Especially on samba servers this is not at all hypothetical, but a very practical issue, because the servers existing since some decades already collected all sorts of historical path encodings.

[issmirnov]

@ThomasWaldmann my vote is on delaying the release and only doing one breaking change. Otherwise, your users will have to migrate v1-v2 with breaking changes, and then within a "short" time (6-12 months?) have to migrate v2-v3. Some users will be on v1, so you'd also have to build out v1-v3 upgrade paths and checks.

Borg v1 works great, we've waited this long, we can wait a little longer to just have to pay the pain of migration once.

Everyone, feel free to thumbs up / thumbs down this comment to express your opinion.

[tmm360]

I think that all is a matter of timing. How much is "a lot"? If is 6 months, merge them. If it is a fundamental rewrite and will take 2 or more years to be stable, do two separate releases.

[knutov]

my two cents: if it's ready - it's ready.

some changes will happen eventually, there is no problem to do small updates in scripts.

New version has a lot of benefits, why wait to us it?

[ThomasWaldmann]

@tmm360 What I have in mind is a big change (not even sure how big), my and other contributors' free time is a bit hard to predict, so it makes the overall time needed somehow unpredictable.

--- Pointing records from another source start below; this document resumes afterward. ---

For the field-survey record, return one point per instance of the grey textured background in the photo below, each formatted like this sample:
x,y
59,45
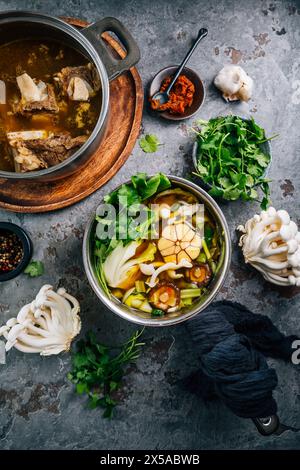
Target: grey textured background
x,y
38,408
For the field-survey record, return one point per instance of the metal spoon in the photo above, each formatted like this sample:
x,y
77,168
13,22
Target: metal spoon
x,y
164,96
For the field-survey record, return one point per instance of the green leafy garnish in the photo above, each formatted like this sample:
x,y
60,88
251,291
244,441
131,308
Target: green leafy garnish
x,y
231,159
98,370
127,201
149,143
35,268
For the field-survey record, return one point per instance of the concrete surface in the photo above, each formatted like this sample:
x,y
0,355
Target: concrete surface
x,y
38,407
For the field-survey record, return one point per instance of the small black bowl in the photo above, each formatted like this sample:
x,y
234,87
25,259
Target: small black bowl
x,y
199,95
27,249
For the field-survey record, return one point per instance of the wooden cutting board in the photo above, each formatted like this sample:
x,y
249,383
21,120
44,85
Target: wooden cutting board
x,y
126,107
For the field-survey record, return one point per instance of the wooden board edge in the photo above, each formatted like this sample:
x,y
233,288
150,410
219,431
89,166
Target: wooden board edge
x,y
134,133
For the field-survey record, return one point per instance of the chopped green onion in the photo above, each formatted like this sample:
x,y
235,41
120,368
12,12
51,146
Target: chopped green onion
x,y
206,250
156,312
140,286
187,302
201,258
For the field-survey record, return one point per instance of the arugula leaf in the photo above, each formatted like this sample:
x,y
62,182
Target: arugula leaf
x,y
149,143
98,371
231,160
35,268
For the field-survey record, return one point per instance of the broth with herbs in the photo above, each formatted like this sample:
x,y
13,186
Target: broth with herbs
x,y
50,100
161,269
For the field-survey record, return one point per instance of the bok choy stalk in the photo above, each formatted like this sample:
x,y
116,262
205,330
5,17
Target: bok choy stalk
x,y
120,270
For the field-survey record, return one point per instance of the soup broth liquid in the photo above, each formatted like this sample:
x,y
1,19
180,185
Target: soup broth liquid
x,y
42,59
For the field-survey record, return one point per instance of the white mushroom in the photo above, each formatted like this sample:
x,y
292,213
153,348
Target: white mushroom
x,y
47,325
271,244
149,269
234,83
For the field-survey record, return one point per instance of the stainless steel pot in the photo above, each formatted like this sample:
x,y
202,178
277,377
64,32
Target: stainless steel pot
x,y
16,25
136,316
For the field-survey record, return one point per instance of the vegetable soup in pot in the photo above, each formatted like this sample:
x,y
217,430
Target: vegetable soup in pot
x,y
50,101
166,261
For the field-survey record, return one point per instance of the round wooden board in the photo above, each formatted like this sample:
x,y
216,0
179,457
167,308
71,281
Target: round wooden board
x,y
126,107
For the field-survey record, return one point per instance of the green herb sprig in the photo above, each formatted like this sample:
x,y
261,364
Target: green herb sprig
x,y
149,143
35,269
98,370
230,158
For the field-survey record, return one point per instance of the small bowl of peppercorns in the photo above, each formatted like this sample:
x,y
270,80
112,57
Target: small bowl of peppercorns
x,y
15,250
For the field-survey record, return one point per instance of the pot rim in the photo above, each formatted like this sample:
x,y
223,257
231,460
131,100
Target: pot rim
x,y
124,312
36,17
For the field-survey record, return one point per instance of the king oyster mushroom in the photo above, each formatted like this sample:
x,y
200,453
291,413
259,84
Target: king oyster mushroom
x,y
46,326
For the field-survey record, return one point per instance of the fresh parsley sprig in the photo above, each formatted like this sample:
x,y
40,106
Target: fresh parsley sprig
x,y
149,143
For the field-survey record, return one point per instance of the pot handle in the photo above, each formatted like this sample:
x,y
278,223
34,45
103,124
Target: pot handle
x,y
113,66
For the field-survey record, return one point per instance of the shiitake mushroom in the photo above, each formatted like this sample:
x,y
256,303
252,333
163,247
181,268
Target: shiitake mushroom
x,y
200,274
164,295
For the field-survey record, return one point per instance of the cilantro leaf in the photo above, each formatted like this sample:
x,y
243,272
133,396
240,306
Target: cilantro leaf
x,y
35,268
98,371
149,143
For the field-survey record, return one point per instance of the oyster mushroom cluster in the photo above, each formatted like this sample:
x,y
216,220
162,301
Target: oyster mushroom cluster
x,y
46,326
271,244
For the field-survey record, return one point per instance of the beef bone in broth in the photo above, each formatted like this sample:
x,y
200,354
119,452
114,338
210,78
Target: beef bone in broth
x,y
42,61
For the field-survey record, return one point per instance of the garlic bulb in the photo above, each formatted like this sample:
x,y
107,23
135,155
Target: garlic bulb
x,y
47,325
234,83
271,244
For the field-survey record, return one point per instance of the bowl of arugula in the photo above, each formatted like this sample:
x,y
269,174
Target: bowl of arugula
x,y
232,155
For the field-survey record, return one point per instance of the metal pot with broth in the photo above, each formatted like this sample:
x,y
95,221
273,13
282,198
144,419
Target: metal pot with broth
x,y
50,99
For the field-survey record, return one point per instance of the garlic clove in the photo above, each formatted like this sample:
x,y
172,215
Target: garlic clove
x,y
234,83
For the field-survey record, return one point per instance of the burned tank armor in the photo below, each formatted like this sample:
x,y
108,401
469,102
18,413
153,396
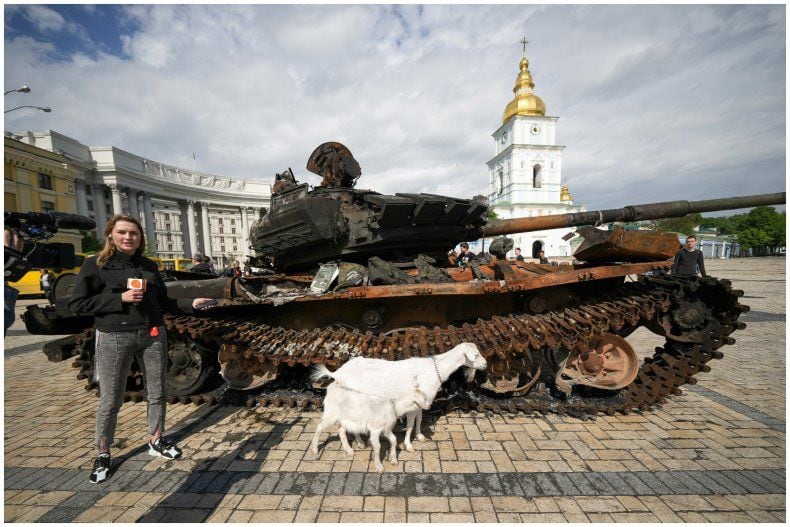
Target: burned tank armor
x,y
359,273
306,227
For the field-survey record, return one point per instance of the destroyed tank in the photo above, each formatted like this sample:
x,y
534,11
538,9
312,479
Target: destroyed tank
x,y
358,273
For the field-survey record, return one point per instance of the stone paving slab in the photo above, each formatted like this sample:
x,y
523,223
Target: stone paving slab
x,y
715,454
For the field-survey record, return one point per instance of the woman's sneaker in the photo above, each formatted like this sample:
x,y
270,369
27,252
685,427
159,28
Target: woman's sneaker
x,y
164,449
101,468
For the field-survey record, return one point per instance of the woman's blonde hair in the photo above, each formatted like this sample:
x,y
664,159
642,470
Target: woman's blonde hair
x,y
109,247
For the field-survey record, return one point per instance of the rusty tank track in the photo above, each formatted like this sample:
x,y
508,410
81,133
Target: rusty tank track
x,y
696,316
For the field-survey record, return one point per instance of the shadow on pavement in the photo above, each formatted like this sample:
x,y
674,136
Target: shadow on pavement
x,y
201,493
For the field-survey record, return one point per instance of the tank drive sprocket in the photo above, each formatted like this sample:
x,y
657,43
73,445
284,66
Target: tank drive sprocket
x,y
528,354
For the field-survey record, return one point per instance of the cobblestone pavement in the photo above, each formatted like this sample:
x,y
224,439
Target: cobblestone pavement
x,y
715,454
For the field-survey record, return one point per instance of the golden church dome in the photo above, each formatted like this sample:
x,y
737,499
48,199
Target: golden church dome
x,y
525,102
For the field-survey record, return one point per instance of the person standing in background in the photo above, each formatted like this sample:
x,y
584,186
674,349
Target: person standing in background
x,y
689,260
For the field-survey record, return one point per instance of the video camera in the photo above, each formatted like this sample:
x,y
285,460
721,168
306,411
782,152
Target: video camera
x,y
35,228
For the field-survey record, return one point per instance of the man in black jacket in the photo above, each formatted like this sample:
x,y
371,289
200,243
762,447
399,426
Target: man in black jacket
x,y
689,260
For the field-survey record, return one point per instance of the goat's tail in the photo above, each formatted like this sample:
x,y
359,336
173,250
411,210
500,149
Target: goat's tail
x,y
321,371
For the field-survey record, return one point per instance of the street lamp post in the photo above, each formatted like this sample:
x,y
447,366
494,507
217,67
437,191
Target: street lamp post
x,y
21,89
47,110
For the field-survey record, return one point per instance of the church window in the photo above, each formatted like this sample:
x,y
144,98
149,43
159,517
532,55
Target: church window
x,y
536,173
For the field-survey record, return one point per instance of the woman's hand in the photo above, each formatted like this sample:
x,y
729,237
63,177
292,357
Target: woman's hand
x,y
132,296
203,303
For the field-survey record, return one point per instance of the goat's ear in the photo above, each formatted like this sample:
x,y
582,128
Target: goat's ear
x,y
471,351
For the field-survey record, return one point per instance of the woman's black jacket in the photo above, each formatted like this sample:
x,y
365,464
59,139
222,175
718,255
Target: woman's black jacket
x,y
98,292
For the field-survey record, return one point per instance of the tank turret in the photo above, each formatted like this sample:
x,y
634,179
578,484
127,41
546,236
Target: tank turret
x,y
306,227
335,221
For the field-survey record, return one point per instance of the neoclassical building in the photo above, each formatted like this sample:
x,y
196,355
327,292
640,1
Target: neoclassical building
x,y
182,211
525,174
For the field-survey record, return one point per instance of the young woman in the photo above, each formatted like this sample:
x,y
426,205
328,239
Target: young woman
x,y
129,324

Maybe forking off some new borg-ng branch from master and just starting that development there, while fixing bugs and missing stuff in master branch would be an option. Depending on more insights developing over time, a release could be made from either branch.

[tmm360]

@ThomasWaldmann at this point I've no doubt it should be another release, and keep time to develop it without need to hurry. It looks something of huge, and if borg2 is ready, my idea it should be released as is.

[darkk]

Speaking of pro and contra I'd also add that migration might also have a desirable side-effect of backup verification.

However, I understand that the process might require twice as much of storage space under certain conditions.

[RafaelKr]

was 2.0 put on hold?

The commit history tells it is actively worked on: https://github.com/borgbackup/borg/commits/master/

[ThomasWaldmann]

@j1warren As my work on borg2 will likely take quite a bit longer, I temporarily switched focus to borg 1.x and made a "refresh" there in form of borg 1.4 (currently beta 1), see #7975 for more details. Will continue to work on borg2 soon.

[ThomasWaldmann]

8332 has some more radical changes needing review.

@elho maybe have a look, close to your 3rd item in https://github.com/borgbackup/borg/issues/6602#issuecomment-1100639125 .

The borg 2.0 code will still need to deal with reading borg 1.x archives for borg transfer to migrate them into borg 2 repo, thus we have to be a bit careful not to tear down some stuff we still need.

[struthio]

The borg 2.0 code will still need to deal with reading borg 1.x archives for borg transfer to migrate them into borg 2 repo, thus we have to be a bit careful not to tear down some stuff we still need.

Can it be released in two steps. Step 1. Borg2 with new archive format etc is ready, but only for new repositories. Step 2. Compatibility with borg1 archives

[ThomasWaldmann]

@struthio well, the compatiblity code is just the old code, so it is already present. And unit tests say, that borg transfer works in my #8332 PR, so no need for 2 steps.

[ThomasWaldmann]

8332 experiment was successful (AFAIK) and was merged into master, I will update top post here accordingly.

everybody can help beta testing this huge change in 2.0.0b10+.

[ThomasWaldmann]

Via the borgstore rclone backend, borg just got cloud storage support (for 100+ cloud storage providers).